This week, the American Academy of Pediatrics released new recommendations suggesting that doctors give emergency contraception to kids under 17 years old to have on hand in case they need it. (Like, in case of an emergency.) The guidelines also state that doctors treating young patients can and should begin talking to them about safe sex when the patients are as young as 10.

Unsurprisingly, this has gotten some conservative panties in a wad. One commenter at the LA Times noted that sex is bad, m'kay?:

BradGates at 12:42 PM November 26, 2012

by the SAME logic, we should issue body armor to schoolchildren to protect them from other children who cannot resist the tempation to come to school with a gun and start shooting.

OR … maybe .. JUST MAYBE … we should indoctrinate our children that teen sex is bad. OMG that would shock the “enlightened” elite.

Another over at CNN argued that teens really don't want to have sex as much as they want to make their parents happy, and that daughters (no mention of sons!) should be kept as pure as the driven snow:

Rev Bill

Abstinence is the only true method of birth control. The idea that teens will always fool around is crazy. Proper parental supervision is necessary to keep you daughters pure and save them from the evil temptations in the world. Know where your daughters are at all times and don't allow them to be somewhere without a chaperone. Instill in them a deep sense of morality and purity. Teens do push the limits but almost all of these teen pregnancies could be stopped by stronger parental involvement.

No doubt more right-wing responses can be expected within the next few days, with predictable points about how if we make contraception more available, teens will just want to screw each other even more than they already do, and how if they have a reliable pregnancy prevention method on hand they'll just fuck like bunnies without condoms and the world will come to a crushing, sudden end.

Of course, none of these arguments are true.
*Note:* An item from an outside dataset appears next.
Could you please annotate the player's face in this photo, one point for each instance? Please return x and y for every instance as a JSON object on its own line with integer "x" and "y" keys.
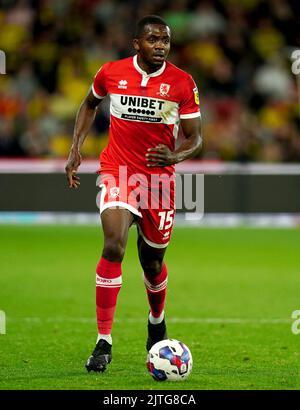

According to the Guttmacher Institute, a leading research organization devoted to studying reproductive health, the primary reason for teen births dropping between the years of 1995 and 2002 was because kids had better access to contraception, not because they had less sex.

That means that the AAP's new regulations are actually in line with science, which is a factor that anti-contraception, anti-sex-before-marriage folks often don't seem to care much about. We'll all recall, for instance, when George W. Bush's federally funded abstinence-only education programs were found to contain gross misinformation, like that abortion can lead to suicide and that heavy petting can cause pregnancy.

That's not to say that abstinence itself is bad; not in the slightest. Abstinence works, and kids (and adults!) who want to practice it should by all means have at it. But it shouldn't be the only way that we help teenagers prevent pregnancy, because for lots of them, it's not realistic. Instead, the AAP is right to suggest that we arm them with facts and reliable contraception methods so that they can take responsibility for themselves.

Besides, it will be good practice for if and when they do actually choose to become parents.